BACKGROUND/AIMS Intestinal metaplasia (IM) is a common finding at the oesophagogastric junction, but the aetiopathogenesis of the different IM subtypes—that is, incomplete IM (specialised columnar epithelium, SCE) and complete IM— and their associations with gastro-oesophageal reflux disease and Helicobacter pylori gastritis are unclear.
METHODS 1058 consecutive dyspeptic patients undergoing gastroscopy were enrolled. The gastric, oesophagogastric junctional, and oesophageal biopsy specimens obtained were stained with haematoxylin and eosin, alcian blue (pH 2.5)-periodic acid Schiff, and modified Giemsa.
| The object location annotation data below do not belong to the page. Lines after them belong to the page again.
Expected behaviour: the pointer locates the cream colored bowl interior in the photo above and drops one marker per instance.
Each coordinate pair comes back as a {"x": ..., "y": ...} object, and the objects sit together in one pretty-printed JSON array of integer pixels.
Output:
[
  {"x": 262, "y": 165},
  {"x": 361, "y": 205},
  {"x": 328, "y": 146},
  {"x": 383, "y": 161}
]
RESULTS Complete junctional IM was detected in 196 (19%) of the 1058 subjects, and in 134 (13%) was the sole IM subtype. Incomplete junctional IM (SCE) was detected in 101 (10%) subjects, of whom 62 (61%) also had the complete IM subtype. Of patients with normal gastric histology (n = 426), 6% had complete IM and 7% junctional SCE. The prevalence of both types of IM increased with age in patients with either normal gastric histology or chronic gastritis (n = 611). Epithelial dysplasia was not detected in any patients with junctional IM. In multivariate analysis, independent risk factors for incomplete junctional IM were age (odds ratio (OR) 1.3 per decade, 95% confidence interval (CI) 1.2 to 1.6), endoscopic erosive oesophagitis (OR 1.9, 95% CI 1.1 to 3.2), and chronic cardia inflammation (OR 2.9, 95% CI 1.3 to 6.2), but not gastric H pylori infection (OR 1.0, 95% CI 0.6 to 1.7). In univariate analysis, junctional incomplete IM was not associated with cardia H pylori infection. Independent risk factors for “pure” complete junctional IM (n = 134) were age (OR 1.2 per decade, 95% CI 1.0 to 1.4), antral predominant non-atrophic gastritis (OR 2.6, 95% CI 1.3 to 5.2), antral predominant atrophic gastritis (OR 2.1, 95% CI 1.1 to 5.2), and multifocal atrophic gastritis (OR 7.1, 95% CI 2.5 to 19.8). In univariate analysis, junctional complete IM was strongly associated with chronic cardia inflammation and cardia H pylori infection (p<0.001).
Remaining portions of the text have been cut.